Driver-Based Planning
What is Driver-Based Planning?
Driver-based planning is a method of budgeting and forecasting that focuses on key figures and activities, so-called drivers, that impact a company’s financial performance. Examples of drivers include sales volume, which affects both revenue and the cost of goods sold, or the size of the workforce, which affects personnel costs. By working with these drivers in the planning process, you achieve more fact-based and dynamic financial management rather than relying solely on estimates of future outcomes.
Why Driver-Based Planning?
Driver-based planning helps create insights into what impacts company performance, leading to better decision-making within the organization. At the same time, it allows for faster adjustments as you can quickly modify and update the drivers when trends change or to allocate resources more efficiently. Additionally, it enables scenario analysis to simulate different future scenarios based on changes in the drivers. For example, you can easily simulate what happens if sales volume drops by 3% and the dollar exchange rate increases by 10%.

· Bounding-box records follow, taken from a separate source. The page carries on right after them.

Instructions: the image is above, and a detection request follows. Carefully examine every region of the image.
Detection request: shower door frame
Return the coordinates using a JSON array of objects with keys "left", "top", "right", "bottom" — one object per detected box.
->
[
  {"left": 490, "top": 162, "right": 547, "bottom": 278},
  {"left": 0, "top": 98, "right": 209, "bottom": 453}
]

How to Achieve More Accurate Forecasts with Driver-Based Planning
Driver-based planning contributes to more accurate forecasts because the focus is on real factors that can have an impact. By analyzing which factors affect the business the most, such as prices or production, you gain a better overview of the results with higher precision. Continuous monitoring and adjustments also help to ensure that the forecasts are more accurate. This creates dynamic forecasts that can be updated continuously, increasing understanding and control over the business.